Para rezar a missa e orar, o Pe. Alziro levantava às 4h30min da madrugada. A sesta se reduzia a ressonar 30 minutos estendido sobre um pelego num sofá da sala da televisão. Visitava, caminhando a pé, todos os departamentos de trabalho e oficinas. Falava com os operários, tratando-os como companheiros e fazendo-os ver a grandeza do trabalho humano ao qual tudo se deve depois de Deus. De espírito criativo, modernizou o setor industrial e agrário do Patronato, criando novas técnicas e departamentos de produção. De espírito maleável e tolerante, como diretor de uma empresa de 400 operários e de uma instituição social de 800 estudantes gratuitos, procurava evitar sempre conflitos e debates. Sofria calado e silenciosamente porque acreditava na força do bem e da justiça. Sem querer isentá-lo plenamente de certa inclinação ao manejo exclusivo do poder, soube durante tantos anos evitar conflitos no seu relacionamento múltiplo com operários e clientes, com estudantes e professores. Como membro de uma comunidade religiosa, primou como homem de paz e de respeito. Foi sincero e leal em toda e qualquer estação tanto nos dias de sol com nas tardes de chuva.

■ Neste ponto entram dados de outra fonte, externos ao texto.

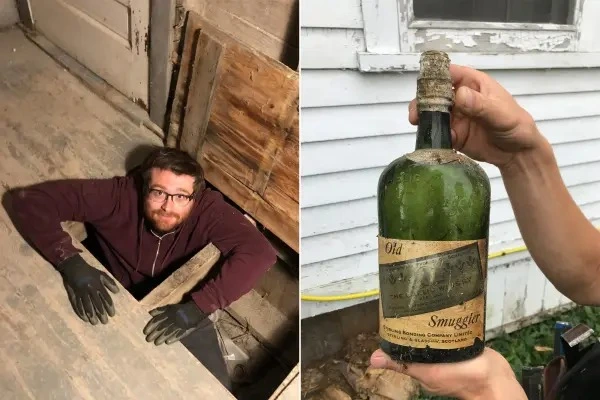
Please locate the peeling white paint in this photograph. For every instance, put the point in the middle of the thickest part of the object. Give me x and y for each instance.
(530, 41)
(466, 38)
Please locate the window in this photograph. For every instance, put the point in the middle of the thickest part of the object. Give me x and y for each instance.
(527, 11)
(485, 34)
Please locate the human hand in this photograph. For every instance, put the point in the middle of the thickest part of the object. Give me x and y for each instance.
(173, 322)
(86, 288)
(487, 124)
(488, 376)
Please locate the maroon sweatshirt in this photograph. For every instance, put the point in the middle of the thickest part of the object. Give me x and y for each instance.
(132, 252)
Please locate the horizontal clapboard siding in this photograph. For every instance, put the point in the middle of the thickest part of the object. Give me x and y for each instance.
(353, 124)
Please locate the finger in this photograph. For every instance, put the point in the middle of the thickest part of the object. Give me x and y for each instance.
(154, 323)
(180, 334)
(381, 360)
(109, 283)
(81, 310)
(108, 303)
(166, 334)
(473, 104)
(76, 304)
(99, 307)
(88, 307)
(413, 114)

Vejamos agora algo de seu trabalho. Objetarão alguns que foi um padre, antes de tudo, envolvido em atividades seculares no comando de uma grande empresa industrial. Basta, porém, abrir os olhos e refletir racionalmente para que se verifique o sofisma mentiroso de tal afirmação. A empresa material sempre foi apenas um simples meio para conseguir o nobre fim de promover e educar a juventude pobre. Trabalhou e lutou para, no espírito do Concílio do Vaticano II, servir aos pobres e aos jovens. Promoveu neles o espírito público e o amor à família, capacitando-os a adquirir habilidades profissionais úteis a si mesmos, a suas famílias e à sociedade. Ensinou-lhes as virtudes cristãs da honestidade, sinceridade, justiça e coragem. Incutiu-lhes o valor das virtudes que levam a respeitar a ordem e os valores da vida não só individual, mas também social. Preparou-os para que não se omitam e participem ativamente da vida social e econômica, cultural e política do mundo secular. Motivou-os para que, através do exercício do trabalho honesto, contribuam para que se realize na história o plano da criação. A sua coragem e destemor diante de alguns "fraticellis" angelistas, auto ungidos como profetas do mundo moderno, nos deixou um testemunho de coragem e destemor para que, a convite do Vaticano II, ninguém deixe de promover o progresso e bem-estar do mundo secular. A todos fez ver que o que se visa com a produção empresarial do Patronato não é apenas abarrotar o mercado de bens materiais em procura de dinheiro, mas sim obter meios para promover a educação religiosa e profissional dos filhos de gente pobre dos bairros. Soube subordinar o material aos valores espirituais e religiosos. Jamais entrou em debate com os detratores do seu trabalho empresarial e da instituição do Patronato, por considerá-los cegos de espírito, incapazes de ver não só o ideal e o bem social, mas também incapazes de enxergar pavilhões de ensino, campos e quadras de esporte e centenas de jovens. Entrar em debate com esse tipo de gente, para o Pe. Alziro, seria tão inútil como chover no mar ou falar do encanto colorido das flores a um cego de nascença.

Se, ao estilo clássico do jornalismo e nos moldes da pirâmide invertida, me fosse exigido abreviar a bibliografia do Pe. Alziro, diria: Viveu sem cessar a experiencia existencial do trabalho e da oração”.